Characteristic drift: PSI/KS by period, storage of historical distributions.
14) Query patterns
As-of: reproducibility of reports.
Cohort analysis: cohorts of registrations/first deposits, rolling windows.
Slowly changing facts: корректные join’ы с SCD II (`event_time BETWEEN valid_from AND COALESCE(valid_to, '9999-12-31')`).
sql
SELECT b. bet_id, u. rg_status
FROM silver. fact_bets b
JOIN dim. users_scd u
ON u. user_pseudo_id = b. user_pseudo_id
AND b. event_time >= u. valid_from
AND (u. valid_to IS NULL OR b. event_time < u. valid_to);
15) Processes and RACI
R (Responsible): Data Engineering (models/SCD/backfill), Data Platform (ACID/archive), Finance/Compliance (reconciliations/storage requirements).
A (Accountable): Head of Data/CDO.
C (Consulted): Legal/DPO (DSAR/RTBF/Legal Hold), SRE (cost/SLA), Architecture.
I (Informed): BI/Product/Marketing/Operations.
16) Implementation Roadmap
MVP (3-5 weeks):1. ACID tables with time-travel (Delta/Iceberg/Hudi) and basic partitioning.
2. SCD II for key dimensions (users/games/providers).
3. Daily snapshots of critical aggregates (GGR Daily).

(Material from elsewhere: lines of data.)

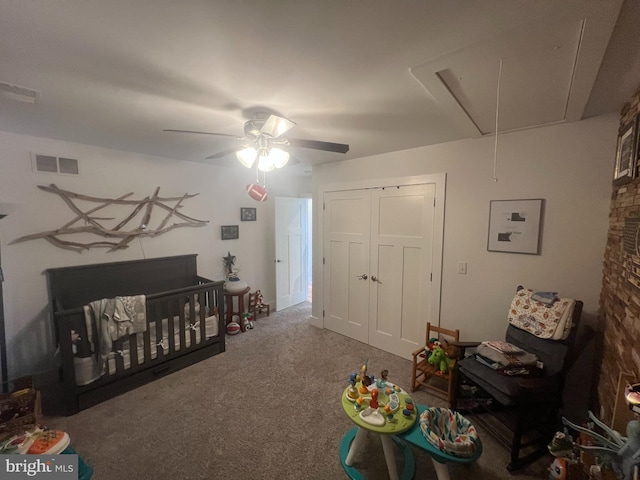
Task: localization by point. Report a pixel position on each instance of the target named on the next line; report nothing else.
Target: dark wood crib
(184, 315)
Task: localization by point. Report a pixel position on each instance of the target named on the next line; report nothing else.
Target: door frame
(440, 180)
(305, 253)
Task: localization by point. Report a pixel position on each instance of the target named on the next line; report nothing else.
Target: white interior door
(346, 282)
(291, 221)
(401, 263)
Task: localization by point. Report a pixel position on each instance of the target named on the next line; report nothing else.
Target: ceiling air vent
(17, 93)
(52, 164)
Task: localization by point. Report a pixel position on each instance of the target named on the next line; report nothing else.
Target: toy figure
(374, 398)
(259, 299)
(558, 469)
(382, 381)
(352, 393)
(247, 320)
(439, 359)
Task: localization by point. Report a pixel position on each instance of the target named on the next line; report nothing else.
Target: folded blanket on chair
(542, 320)
(491, 355)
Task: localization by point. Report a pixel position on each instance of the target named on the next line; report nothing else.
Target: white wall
(109, 174)
(568, 165)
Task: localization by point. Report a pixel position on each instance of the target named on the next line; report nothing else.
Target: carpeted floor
(267, 408)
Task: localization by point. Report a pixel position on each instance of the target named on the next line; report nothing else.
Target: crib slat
(202, 315)
(133, 350)
(160, 341)
(171, 301)
(146, 340)
(117, 347)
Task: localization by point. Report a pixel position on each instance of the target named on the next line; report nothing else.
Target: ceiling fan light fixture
(265, 163)
(246, 156)
(276, 126)
(278, 157)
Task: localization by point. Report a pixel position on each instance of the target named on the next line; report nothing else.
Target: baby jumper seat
(449, 432)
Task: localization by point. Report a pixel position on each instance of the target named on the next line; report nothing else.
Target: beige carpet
(267, 408)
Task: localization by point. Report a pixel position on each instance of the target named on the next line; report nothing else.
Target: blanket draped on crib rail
(109, 319)
(552, 321)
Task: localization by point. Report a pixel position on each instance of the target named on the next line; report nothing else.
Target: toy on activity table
(248, 323)
(352, 393)
(364, 379)
(382, 381)
(373, 403)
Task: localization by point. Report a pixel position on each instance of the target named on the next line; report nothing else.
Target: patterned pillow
(449, 432)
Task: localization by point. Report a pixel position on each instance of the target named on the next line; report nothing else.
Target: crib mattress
(87, 369)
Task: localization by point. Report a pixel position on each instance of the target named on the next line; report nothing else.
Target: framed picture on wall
(229, 232)
(514, 226)
(626, 153)
(247, 214)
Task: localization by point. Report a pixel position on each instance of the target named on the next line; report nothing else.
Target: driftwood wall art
(85, 222)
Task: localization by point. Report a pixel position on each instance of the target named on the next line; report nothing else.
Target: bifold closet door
(401, 261)
(347, 231)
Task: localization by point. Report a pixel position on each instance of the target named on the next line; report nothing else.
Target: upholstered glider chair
(527, 400)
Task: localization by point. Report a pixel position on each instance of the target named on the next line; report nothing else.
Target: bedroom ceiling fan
(264, 141)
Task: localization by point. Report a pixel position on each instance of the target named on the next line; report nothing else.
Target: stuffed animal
(259, 299)
(440, 359)
(428, 348)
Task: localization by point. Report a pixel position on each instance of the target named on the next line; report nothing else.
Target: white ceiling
(378, 75)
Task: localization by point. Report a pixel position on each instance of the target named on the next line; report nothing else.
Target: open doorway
(293, 251)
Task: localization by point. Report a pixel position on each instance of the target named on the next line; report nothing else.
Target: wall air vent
(52, 164)
(17, 93)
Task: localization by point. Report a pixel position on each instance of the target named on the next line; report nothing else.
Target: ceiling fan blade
(222, 153)
(276, 126)
(318, 145)
(202, 133)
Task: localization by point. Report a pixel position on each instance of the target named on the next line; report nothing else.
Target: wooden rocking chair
(429, 376)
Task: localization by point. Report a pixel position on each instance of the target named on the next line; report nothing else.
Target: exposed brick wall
(619, 299)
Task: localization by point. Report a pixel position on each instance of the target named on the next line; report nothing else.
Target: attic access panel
(537, 83)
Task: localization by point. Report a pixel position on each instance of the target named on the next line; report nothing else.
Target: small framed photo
(229, 232)
(514, 226)
(626, 153)
(247, 214)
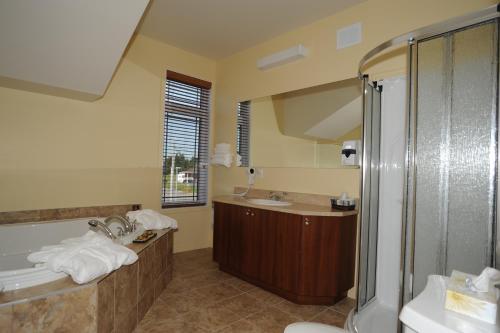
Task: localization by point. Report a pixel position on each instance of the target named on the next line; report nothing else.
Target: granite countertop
(64, 284)
(295, 208)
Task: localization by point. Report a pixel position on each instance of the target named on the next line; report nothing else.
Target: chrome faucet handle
(121, 232)
(275, 196)
(134, 225)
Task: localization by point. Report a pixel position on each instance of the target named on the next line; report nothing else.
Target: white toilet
(306, 327)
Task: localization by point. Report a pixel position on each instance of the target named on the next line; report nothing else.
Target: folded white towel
(222, 147)
(151, 219)
(84, 258)
(222, 161)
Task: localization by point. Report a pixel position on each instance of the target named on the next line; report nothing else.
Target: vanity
(303, 252)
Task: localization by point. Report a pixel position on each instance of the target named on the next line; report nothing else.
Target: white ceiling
(65, 48)
(219, 28)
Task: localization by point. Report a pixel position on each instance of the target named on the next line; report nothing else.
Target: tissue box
(461, 299)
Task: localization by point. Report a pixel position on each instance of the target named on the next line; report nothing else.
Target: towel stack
(222, 155)
(84, 258)
(152, 220)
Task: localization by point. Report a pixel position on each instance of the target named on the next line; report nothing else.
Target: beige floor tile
(205, 279)
(218, 292)
(177, 285)
(240, 284)
(344, 306)
(178, 324)
(244, 305)
(242, 326)
(182, 303)
(212, 318)
(330, 317)
(272, 320)
(304, 312)
(265, 296)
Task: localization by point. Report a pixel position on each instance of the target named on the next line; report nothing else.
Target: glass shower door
(454, 144)
(370, 192)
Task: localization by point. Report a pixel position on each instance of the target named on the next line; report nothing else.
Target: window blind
(243, 132)
(185, 149)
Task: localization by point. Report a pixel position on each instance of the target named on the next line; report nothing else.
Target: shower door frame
(408, 219)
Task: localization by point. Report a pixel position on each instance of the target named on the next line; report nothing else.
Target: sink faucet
(276, 196)
(127, 226)
(103, 227)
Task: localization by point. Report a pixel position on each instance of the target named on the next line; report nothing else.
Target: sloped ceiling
(326, 112)
(66, 48)
(218, 28)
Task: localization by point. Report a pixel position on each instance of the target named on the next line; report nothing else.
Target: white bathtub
(17, 241)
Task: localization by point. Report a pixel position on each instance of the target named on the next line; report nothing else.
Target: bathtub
(18, 240)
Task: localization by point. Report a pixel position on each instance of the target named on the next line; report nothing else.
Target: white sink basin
(267, 202)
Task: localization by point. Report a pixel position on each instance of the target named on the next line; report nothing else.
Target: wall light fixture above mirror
(302, 128)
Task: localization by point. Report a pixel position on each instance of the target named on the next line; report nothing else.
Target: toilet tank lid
(426, 313)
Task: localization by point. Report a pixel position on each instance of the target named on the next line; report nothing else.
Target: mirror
(303, 128)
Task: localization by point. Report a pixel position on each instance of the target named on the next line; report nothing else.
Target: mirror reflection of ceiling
(330, 112)
(305, 128)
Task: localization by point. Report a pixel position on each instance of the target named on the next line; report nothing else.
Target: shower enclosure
(449, 199)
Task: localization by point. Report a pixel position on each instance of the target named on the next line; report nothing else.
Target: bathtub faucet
(127, 226)
(103, 227)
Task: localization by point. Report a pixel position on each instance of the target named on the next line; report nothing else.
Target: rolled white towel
(152, 220)
(84, 258)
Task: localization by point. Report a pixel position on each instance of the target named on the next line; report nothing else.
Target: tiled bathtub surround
(200, 298)
(115, 303)
(64, 213)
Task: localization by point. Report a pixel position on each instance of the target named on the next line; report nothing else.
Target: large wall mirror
(303, 128)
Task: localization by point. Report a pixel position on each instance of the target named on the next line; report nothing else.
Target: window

4. DQ-as-code (uniqueness/in_set/temporal) + lineage-graph.
Phase 2 (5-10 weeks):- Bitemporal facts, as-of API/SQL templates, runbooks backfill/reprocessing.
- FX/calendar/DST-enrichment, OLTP↔DWH/provaydery reconciliations.
- Cold storage archiving, WORM for reporting packages, Legal Hold.
- Complete automation of "replay & what-if," comparison of metrics and regression alerts.
- Historical features and drift control ML, chargeback on storage cost.
- Documentation "as-of" metrics and reproducible reports.
17) Pre-sale checklist
- Tables support time-travel; VACUUM/RETENTION policies are consistent.
- SCD II is implemented for critical measurements; join's tested.
- Pictures of key units on D/M are available and checked with sparkles.
- DQ rules are active; lineage displays inputs/outputs and logic versions.
- DSAR/RTBF/Legal Hold tested on historical layers.
- Cold storage archiving and recovery documented and verified.
- Cost/GB, cold share, recovery SLA
18) Frequent mistakes and how to avoid them
No explicit time model: add event/processing/validity.
FX "retroactive": always the course at the time of the event, store 'fx _ source'.
Invalid join's with SCD: use validity interval, not'is _ current'.
Mutating Gold showcases: reportable outputs must be immutable (or versioned).
No lineage/DQ: no provability and checkpoints - enter them from day one.
Unmanageable cost: turn off hot parties, vacuum, convert to cold.
19) Glossary
As-of Query - data request "as they looked at the time of T."
Bitemporal - simultaneous fixation of event and processing time.
Snapshot - materialized snapshot of status/aggregates at the end of the period.
Time-travel - reading historical versions of tables.
WORM - Write Once Read Many.
20) The bottom line
Working with historical data is not just "long storage," but the discipline of time: explicit event/processing/bitemporal, SCD and snapshots models, reproducible as-of requests, rigorous reconciliations and compliance controls, observability, and a cost-effective storage architecture. By following this guide, you will have a solid historical foundation for reporting, analytics and ML that is resilient to audit and changes in business logic.